The Use of “I” in First Person Narration
Graham Broadley wrote:
If I am writing a short story in the first person are there any tips or tricks for avoiding the overuse of the word ‘i’? My usual writing style leans towards short sentences but this seems to increase the frequency of the word “I” popping up. Are longer sentences a way round the problem? Also, I’m trying to avoid sentences starting with “I”. Do you have any advice, tips and tricks for writing in the first person?
It is inevitable that writing in first person will require frequent use of I, me, and my–especially I. This should not present a problem.
In a first person narration, the pronoun “I” is probably as invisible to the reader as the word “said.” Besides, the point of writing in first person is to establish an intimate bond with the reader. The reader becomes the “I” of the story. Listen to your own words and thoughts during the course of a day. The word “I” is probably the most frequent word that forms in your mind and comes from your mouth.
Plenty of websites discuss the use of first person narration, but I think the best way to see what works and what doesn’t is to analyze a published work of fiction. You might want to analyze some of your favorite writers to see how they deal with the pronoun I.
For example, in preparing this post I took a close look at the way Laurie R. King handles it.
Laurie R. King is a prolific writer, averaging a book a year since the publication of her first novel in 1993. She has created not one, but two mystery series.
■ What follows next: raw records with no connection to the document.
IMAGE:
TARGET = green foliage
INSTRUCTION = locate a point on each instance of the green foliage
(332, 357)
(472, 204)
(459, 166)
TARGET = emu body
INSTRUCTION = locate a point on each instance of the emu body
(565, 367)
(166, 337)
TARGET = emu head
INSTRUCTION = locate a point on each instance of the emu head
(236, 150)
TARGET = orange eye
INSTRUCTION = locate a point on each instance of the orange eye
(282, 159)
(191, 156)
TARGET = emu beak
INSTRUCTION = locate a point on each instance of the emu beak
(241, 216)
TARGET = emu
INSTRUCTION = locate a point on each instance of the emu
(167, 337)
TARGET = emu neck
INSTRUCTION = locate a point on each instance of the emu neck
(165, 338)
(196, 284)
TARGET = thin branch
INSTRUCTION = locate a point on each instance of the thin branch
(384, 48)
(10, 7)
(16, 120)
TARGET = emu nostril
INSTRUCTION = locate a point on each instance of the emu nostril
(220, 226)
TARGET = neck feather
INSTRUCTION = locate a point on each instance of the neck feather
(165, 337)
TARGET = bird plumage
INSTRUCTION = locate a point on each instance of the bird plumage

One is set in contemporary California and features Inspector Kate Martinelli. The other is set in the era of Sherlock Holmes and features Mary Russell. King has also written several stand-alone novels.
So far I’ve read only some of the Mary Russell books. I find them intelligent, entertaining, and unputdownable. I’ll analyze a few pages to see how King deals with the problems mentioned by our reader.
In the first chapter of A Letter of Mary, about 2,000 words, the pronoun “I” appears 60 times.
Note: All of these figures are approximate.
Here’s the breakdown on how the pronoun I is distributed:
Dorothy Ruskin (in a letter) 14.
The paragraph with the greatest number contains nine:
”Megalomania, perhaps; senility, never.” I stood and watched a small fishing boat lying off shore, and I wondered what to do. The work was going slowly, and I could ill afford to take even half a day away from it. On the other hand, it would be a joy to spend some time with that peculiar old lady, whom I indeed remembered very well. Also, Holmes seemed interested. It would at least provide a distraction until I could decide what needed doing for him. “All right, we’ll have her here a day sooner, then, on the Wednesday. I’ll suggest the noon train. I’m certain Mrs Hudson can be persuaded to leave something for our tea, so we need not risk our visitor’s health. I also think I’ll go to Town tomorrow and drop by the British Museum for a while. Will you come?”
Sentence length does not seem to have much to do with the frequency of I. King’s sentences tend to be long. Sentences that begin with the pronoun I don’t particularly jump out. In the analyzed passage, 14 of the narrator’s 39 subject pronouns begin sentences.
Bottom line: Write your first person story without worrying about the pronouns. You can always see ways to reduce them in revision, if you think it’s necessary.